Zhu Qian, Nguyen Dac-Trung, Alyea Gioconda, Hanson Karen, Sid Eric, Pariser Anne
Division of Pre-Clinical Innovation, National Center for Advancing Translational Sciences (NCATS), National Institutes of Health (NIH), Rockville, MD, United States.
ICF International Inc, Rockville, MD, United States.
JMIR Med Inform. 2020 Oct 2;8(10):e18395. doi: 10.2196/18395.
Although many efforts have been made to develop comprehensive disease resources that capture rare disease information for the purpose of clinical decision making and education, there is no standardized protocol for defining and harmonizing rare diseases across multiple resources. This introduces data redundancy and inconsistency that may ultimately increase confusion and difficulty for the wide use of these resources.
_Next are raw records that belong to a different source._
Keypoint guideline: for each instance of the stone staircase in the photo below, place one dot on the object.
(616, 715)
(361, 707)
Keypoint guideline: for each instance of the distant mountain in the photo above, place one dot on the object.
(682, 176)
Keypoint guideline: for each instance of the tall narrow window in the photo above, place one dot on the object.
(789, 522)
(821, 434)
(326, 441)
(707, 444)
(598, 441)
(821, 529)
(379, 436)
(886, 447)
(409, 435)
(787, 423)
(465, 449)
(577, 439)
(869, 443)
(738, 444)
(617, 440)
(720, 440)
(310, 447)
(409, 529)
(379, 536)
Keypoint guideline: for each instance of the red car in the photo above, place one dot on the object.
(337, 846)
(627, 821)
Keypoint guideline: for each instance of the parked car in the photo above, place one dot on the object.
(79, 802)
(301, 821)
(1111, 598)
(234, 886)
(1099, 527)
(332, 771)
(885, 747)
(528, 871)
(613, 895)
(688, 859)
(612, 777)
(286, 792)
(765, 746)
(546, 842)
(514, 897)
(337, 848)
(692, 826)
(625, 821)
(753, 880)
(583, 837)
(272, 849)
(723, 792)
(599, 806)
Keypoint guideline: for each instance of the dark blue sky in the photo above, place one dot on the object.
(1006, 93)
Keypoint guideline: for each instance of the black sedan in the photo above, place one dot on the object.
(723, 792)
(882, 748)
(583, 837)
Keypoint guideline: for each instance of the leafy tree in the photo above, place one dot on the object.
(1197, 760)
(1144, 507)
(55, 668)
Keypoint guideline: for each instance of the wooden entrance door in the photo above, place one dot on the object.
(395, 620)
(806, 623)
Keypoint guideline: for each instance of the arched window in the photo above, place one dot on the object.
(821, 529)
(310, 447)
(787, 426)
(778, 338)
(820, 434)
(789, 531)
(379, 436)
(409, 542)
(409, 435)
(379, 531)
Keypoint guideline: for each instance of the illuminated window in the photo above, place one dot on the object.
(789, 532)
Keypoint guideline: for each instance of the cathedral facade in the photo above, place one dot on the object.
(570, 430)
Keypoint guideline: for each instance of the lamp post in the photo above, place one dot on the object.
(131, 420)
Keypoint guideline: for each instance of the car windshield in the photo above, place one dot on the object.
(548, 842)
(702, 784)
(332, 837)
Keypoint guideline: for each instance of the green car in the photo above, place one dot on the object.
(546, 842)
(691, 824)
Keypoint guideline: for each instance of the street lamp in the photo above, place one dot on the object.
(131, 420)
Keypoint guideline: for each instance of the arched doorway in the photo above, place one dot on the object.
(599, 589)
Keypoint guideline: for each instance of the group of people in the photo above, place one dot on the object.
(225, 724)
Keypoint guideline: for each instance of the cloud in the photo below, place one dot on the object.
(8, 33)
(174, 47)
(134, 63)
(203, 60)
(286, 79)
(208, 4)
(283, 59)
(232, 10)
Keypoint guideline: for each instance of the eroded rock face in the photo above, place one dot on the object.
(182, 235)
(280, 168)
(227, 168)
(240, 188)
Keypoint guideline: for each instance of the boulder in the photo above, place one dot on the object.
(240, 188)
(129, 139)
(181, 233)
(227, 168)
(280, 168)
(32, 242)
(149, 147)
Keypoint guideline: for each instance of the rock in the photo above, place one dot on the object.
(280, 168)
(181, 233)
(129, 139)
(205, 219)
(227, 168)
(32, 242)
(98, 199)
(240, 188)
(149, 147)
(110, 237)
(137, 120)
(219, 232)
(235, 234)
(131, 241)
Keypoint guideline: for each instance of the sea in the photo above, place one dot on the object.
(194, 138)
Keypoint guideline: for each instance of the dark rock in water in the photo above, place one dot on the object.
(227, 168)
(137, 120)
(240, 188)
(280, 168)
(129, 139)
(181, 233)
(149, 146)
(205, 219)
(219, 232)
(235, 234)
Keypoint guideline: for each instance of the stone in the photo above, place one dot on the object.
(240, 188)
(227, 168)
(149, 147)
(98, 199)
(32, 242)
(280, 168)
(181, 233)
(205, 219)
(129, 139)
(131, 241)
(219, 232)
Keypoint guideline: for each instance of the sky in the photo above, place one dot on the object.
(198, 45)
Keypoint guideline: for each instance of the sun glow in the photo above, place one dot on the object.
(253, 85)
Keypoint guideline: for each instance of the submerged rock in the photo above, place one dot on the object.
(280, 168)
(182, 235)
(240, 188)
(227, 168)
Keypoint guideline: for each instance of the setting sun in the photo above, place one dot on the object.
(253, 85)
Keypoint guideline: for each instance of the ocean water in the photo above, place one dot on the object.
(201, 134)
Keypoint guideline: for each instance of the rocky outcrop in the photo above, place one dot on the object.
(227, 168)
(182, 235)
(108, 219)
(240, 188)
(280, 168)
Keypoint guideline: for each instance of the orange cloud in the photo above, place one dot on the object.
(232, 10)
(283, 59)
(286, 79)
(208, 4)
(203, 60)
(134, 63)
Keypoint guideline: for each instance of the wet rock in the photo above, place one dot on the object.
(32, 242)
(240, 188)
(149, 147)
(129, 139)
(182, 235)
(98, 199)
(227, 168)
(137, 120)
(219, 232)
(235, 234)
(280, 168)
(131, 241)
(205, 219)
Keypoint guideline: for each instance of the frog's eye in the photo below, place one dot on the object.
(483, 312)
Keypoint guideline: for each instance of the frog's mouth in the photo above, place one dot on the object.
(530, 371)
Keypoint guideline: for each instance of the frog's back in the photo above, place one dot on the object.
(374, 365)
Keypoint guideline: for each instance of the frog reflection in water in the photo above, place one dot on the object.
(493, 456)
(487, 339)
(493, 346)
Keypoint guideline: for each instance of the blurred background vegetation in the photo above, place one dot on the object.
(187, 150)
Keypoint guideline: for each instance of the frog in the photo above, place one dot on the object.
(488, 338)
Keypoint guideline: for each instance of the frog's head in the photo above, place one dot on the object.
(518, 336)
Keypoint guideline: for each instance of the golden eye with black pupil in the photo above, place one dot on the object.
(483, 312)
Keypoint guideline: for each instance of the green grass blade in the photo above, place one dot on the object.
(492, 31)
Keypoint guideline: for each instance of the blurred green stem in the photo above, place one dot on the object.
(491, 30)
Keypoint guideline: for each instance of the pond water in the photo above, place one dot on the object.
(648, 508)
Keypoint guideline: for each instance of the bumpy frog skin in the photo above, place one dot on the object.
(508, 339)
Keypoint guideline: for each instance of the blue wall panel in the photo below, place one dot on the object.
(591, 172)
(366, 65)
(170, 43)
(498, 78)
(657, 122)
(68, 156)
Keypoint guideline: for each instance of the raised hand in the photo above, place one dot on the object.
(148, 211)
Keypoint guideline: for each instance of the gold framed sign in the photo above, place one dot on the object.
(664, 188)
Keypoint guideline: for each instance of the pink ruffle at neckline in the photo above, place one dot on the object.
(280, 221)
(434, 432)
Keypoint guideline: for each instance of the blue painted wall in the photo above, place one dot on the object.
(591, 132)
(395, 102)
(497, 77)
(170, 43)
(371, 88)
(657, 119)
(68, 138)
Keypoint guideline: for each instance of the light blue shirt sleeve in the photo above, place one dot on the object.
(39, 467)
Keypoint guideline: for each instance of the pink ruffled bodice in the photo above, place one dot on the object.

To overcome such encumbrances, we report our preliminary study to identify phenotypical similarity among genetic and rare diseases (GARD) that are presenting similar clinical manifestations, and support further data harmonization.
To support rare disease data harmonization, we aim to systematically identify phenotypically similar GARD diseases from a disease-oriented integrative knowledge graph and determine their similarity types.
We identified phenotypically similar GARD diseases programmatically with 2 methods: (1) We measured disease similarity by comparing disease mappings between GARD and other rare disease resources, incorporating manual assessment; 2) we derived clinical manifestations presenting among sibling diseases from disease classifications and prioritized the identified similar diseases based on their phenotypes and genotypes.
For disease similarity comparison, approximately 87% (341/392) identified, phenotypically similar disease pairs were validated; 80% (271/392) of these disease pairs were accurately identified as phenotypically similar based on similarity score. The evaluation result shows a high precision (94%) and a satisfactory quality (86% F measure). By deriving phenotypical similarity from Monarch Disease Ontology (MONDO) and Orphanet disease classification trees, we identified a total of 360 disease pairs with at least 1 shared clinical phenotype and gene, which were applied for prioritizing clinical relevance. A total of 662 phenotypically similar disease pairs were identified and will be applied for GARD data harmonization.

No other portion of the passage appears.